The project goes something along these lines:
- Step 0: Compile blogs and information to create a database for drugs and their adverse effects.
- Step 1: Use machine learning to validate that these effects are actually caused by these drugs. (“A Novel Method for Adverse Drug Event Extraction from Text”)
- Step 2: Build in natural language processing to account for the top 50 research papers (bringing in data from abstracts listed on PubMed), in addition to the information from blogs and research notes that can be mined.
- Answer: given a patients medical history, describe the reason for a side effect, or conclude that there is no relation between the experiences and prescriptions.
We spent a few hours meeting people, reading papers, and seeing the lab where we would have meetings.
Dr. Natarajan’s words of wisdom:
- Don’t be late, when you’re late you waste the time of everyone who was on time.
- It’s better to be supremely committed than supremely smart. Research is 1% inspiration and 99% perspiration, if you work hard enough the smartness comes naturally.
- Direct feedback is quickest and most helpful.
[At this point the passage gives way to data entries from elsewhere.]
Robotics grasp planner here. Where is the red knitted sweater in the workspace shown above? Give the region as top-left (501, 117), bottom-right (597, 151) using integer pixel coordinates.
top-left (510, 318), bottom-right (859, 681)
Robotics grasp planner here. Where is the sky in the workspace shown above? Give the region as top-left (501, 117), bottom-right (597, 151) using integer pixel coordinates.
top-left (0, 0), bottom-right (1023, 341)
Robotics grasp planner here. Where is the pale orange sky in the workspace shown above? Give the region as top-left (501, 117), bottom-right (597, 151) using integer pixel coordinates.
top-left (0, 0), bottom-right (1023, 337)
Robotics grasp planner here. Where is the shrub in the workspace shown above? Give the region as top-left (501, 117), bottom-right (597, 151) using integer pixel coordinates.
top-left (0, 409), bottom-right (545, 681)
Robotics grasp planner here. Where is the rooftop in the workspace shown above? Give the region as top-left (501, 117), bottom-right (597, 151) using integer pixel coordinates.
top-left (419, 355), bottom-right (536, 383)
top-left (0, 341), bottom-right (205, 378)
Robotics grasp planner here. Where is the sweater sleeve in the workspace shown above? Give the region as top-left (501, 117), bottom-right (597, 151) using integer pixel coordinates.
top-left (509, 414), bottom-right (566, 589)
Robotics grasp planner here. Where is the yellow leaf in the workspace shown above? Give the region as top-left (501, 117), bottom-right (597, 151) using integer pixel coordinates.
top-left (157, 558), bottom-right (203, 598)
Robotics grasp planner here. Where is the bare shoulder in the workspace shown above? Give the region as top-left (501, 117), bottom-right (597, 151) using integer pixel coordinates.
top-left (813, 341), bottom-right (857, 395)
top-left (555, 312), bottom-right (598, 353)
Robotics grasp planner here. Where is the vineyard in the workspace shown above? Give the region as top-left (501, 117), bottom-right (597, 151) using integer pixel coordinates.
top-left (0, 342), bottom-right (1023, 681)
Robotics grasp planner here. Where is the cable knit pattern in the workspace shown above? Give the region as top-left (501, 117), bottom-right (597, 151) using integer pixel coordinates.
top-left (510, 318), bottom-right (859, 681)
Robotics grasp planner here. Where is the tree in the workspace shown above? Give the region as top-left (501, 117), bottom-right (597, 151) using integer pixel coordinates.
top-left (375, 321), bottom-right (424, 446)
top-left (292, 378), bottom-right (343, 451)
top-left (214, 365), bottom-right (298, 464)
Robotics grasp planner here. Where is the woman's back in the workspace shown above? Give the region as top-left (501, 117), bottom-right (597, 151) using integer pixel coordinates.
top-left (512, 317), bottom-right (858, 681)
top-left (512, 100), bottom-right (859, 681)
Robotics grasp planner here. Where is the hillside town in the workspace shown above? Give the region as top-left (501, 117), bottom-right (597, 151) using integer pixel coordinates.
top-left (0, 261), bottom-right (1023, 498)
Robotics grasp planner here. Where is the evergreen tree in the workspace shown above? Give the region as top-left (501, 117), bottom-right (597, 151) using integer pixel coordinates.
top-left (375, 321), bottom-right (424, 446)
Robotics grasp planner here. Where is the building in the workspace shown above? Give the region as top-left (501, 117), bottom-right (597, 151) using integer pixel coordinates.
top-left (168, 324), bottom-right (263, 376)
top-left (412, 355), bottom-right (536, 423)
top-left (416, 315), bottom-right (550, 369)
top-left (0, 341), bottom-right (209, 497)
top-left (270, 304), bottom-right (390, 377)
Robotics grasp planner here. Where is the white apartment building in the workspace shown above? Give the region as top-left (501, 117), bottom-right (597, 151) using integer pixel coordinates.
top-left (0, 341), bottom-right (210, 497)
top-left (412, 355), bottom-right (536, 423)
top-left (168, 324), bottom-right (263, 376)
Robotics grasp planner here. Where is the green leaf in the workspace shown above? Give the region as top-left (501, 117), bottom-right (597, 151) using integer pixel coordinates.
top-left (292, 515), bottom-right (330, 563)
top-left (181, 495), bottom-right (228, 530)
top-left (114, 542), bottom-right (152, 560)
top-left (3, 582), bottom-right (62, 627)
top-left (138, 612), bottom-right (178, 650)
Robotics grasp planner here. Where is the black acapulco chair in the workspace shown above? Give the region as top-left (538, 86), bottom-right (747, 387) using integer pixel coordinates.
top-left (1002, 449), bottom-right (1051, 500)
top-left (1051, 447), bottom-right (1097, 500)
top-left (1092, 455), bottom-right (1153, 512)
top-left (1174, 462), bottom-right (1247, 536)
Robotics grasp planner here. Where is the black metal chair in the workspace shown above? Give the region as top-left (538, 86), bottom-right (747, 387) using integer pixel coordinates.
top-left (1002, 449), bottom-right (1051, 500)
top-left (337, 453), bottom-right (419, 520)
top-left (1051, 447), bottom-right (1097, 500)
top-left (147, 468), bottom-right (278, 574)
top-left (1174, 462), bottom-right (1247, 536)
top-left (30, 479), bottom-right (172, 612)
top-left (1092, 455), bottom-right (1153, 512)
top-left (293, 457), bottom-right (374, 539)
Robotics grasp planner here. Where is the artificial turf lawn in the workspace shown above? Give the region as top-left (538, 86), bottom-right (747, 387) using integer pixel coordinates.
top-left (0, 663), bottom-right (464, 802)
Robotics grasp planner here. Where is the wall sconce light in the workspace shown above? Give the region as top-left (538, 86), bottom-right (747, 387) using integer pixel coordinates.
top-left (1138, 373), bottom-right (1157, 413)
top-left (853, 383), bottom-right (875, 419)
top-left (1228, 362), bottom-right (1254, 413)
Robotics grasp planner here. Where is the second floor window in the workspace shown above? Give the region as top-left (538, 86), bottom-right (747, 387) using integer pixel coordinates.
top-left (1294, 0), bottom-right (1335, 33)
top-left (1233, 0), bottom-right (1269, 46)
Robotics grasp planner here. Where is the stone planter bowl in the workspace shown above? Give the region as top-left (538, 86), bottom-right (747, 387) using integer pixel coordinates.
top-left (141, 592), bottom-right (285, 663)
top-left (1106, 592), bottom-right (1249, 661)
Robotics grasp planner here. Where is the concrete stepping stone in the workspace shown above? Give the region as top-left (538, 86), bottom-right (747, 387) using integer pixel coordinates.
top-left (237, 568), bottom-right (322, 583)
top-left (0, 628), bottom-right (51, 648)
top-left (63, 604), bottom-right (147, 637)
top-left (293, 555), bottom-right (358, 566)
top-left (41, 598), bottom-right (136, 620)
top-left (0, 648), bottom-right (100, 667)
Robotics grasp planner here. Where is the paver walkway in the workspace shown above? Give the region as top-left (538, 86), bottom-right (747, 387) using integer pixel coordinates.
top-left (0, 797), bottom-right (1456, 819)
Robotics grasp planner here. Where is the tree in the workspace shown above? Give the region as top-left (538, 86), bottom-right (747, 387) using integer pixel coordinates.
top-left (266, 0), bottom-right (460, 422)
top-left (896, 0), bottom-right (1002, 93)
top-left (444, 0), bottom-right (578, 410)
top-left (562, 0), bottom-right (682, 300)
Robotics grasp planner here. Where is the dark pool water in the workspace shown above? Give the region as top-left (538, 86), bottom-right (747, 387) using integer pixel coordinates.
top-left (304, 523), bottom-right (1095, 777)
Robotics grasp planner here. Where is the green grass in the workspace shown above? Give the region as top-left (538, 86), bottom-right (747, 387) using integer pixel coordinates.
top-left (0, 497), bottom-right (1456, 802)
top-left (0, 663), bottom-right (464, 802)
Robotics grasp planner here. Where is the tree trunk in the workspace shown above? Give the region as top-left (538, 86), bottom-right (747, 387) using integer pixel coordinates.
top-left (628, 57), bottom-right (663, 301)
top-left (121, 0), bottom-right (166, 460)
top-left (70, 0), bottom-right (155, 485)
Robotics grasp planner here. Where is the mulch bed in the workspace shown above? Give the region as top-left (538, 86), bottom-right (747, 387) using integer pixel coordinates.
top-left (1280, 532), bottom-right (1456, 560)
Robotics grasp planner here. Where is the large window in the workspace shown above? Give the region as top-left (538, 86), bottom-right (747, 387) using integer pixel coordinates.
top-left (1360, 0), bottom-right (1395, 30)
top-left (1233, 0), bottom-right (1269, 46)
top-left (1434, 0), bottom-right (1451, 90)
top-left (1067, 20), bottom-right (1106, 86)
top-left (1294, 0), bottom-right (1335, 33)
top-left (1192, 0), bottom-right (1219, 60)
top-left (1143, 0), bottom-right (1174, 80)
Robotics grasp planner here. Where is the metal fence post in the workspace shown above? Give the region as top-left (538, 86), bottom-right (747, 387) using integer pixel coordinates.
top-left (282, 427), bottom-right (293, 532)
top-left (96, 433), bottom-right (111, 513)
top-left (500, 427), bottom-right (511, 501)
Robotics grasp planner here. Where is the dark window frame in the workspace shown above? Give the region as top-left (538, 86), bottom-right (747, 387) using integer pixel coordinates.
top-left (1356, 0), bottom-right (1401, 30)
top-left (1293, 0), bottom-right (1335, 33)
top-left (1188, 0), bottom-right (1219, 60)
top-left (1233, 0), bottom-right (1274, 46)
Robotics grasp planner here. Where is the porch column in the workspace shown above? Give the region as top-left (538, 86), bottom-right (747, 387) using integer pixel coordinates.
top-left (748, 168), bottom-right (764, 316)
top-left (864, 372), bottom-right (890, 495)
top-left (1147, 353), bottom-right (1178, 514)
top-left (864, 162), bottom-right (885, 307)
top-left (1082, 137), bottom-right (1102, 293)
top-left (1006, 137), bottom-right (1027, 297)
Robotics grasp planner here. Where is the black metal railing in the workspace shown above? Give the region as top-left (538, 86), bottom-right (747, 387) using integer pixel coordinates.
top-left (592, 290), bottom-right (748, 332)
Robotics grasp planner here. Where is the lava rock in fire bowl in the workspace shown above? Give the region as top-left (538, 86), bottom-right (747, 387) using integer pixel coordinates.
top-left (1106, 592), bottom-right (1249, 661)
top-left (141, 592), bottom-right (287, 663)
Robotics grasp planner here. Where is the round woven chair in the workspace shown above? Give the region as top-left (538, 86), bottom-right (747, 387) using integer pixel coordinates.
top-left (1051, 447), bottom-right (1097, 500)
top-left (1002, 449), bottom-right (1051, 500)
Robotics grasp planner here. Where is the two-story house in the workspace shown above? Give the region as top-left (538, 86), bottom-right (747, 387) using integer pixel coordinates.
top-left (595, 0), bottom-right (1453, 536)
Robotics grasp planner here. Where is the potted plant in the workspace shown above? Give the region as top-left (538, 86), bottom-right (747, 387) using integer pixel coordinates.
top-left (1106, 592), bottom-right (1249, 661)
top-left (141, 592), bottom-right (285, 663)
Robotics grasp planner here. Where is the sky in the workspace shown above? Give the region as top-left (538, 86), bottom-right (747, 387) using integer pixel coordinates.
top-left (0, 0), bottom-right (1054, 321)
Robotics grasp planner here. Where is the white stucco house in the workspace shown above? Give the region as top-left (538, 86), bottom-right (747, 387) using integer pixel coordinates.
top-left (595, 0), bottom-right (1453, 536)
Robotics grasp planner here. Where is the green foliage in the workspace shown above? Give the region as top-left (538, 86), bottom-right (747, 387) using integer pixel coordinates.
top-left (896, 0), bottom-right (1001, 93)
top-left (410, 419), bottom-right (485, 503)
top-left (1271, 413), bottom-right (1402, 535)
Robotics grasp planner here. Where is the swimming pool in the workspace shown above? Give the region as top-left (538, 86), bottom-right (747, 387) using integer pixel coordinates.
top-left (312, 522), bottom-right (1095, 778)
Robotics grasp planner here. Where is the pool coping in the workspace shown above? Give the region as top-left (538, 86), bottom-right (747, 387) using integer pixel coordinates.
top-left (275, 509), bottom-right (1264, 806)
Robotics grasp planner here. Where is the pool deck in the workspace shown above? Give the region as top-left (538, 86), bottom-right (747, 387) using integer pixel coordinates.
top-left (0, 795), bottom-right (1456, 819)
At 3:00pm, the REU students and some of the faculty gathered for ProHealth Tea in the Informatics Building for donuts, tea, and the elevator speeches we had been preparing.
“Good afternoon, I’m Alexander Hayes and I study Computer Science at Indiana University. There’s a lot of subjects I’m interested in but I really want to narrow down what I want to study as I consider grad school down the road. Previously I’ve worked with Dr. Kapadia on security research and am I’m really excited work with Dr. Natarajan this summer on machine learning. Our project uses natural language processing to analyze medical data and find relations between drugs and adverse health effects, not only is research important because it can potentially save millions of dollars a year, but also has the potential to save tens of thousands of lives.”
And the winners were chosen:
Afterwards I wound down the day by going through a paper on Inductive Logic Programming and left for the week at 5:00pm to enjoy the three-day weekend.